Although the prognosis for persons diagnosed with global aphasia is poor, improvement in varying aspects of language is possible. For example, in 1992, Ferro performed research in which he studied the recovery of individuals with acute global aphasia, resulting from the five different lesion sites.[20] The first lesion site was in the fronto-tempo-parietal region of the brain; patients with lesions in this location saw the least amount of gains out of all of the participants in the study, and they often never recovered from global aphasia.[20] However, the second lesion site was the anterior, suprasylvian, frontal part of the brain; the third lesion site was the subcortical infarcts; and the fourth lesion site was the posterior, suprasylvian, parietal infarcts.[20] Participants with lesions two, three, and four often recovered to a less severe form of aphasia, such as Broca's or transcortical.[20] The fifth lesion site was a double lesion in both the frontal and temporal infarcts; patients with lesions at this site showed slight improvement.[20] However, studies show that spontaneous improvement, if it happens, occurs within six months, but complete recovery is rare.[31]

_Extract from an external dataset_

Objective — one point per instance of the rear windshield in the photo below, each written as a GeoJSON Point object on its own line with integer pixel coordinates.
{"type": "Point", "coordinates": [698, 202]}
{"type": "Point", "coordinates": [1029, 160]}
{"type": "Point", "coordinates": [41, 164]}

Studies have shown that persons with global aphasia have improved their verbal and nonverbal speech and language skills through speech and language therapy.[32][33] One study examined the recovery of a group of individuals who were classified as having global aphasia at 3 months poststroke. The individuals received intensive speech and language intervention. The results of the study illustrated that all of the patients showed improvement. The greatest area of improvement was in auditory comprehension, and the least in the use of propositional speech. After 6 months poststroke, the individuals showed an increased use of gestures to communicate, as their communication skills remained severely impaired.[34]

During therapy, most progress is seen within the first 3 years, but it is possible for language abilities to continuously improve at a steady rate due to long-term intensive language intervention.[33] While improvement in language abilities is possible with intervention, only 20 percent of persons diagnosed with global aphasia achieve functional use of language.[2] Communication of basic needs and the comprehension of simple conversations on highly familiar topics, are examples of common functional language use for this population.[2]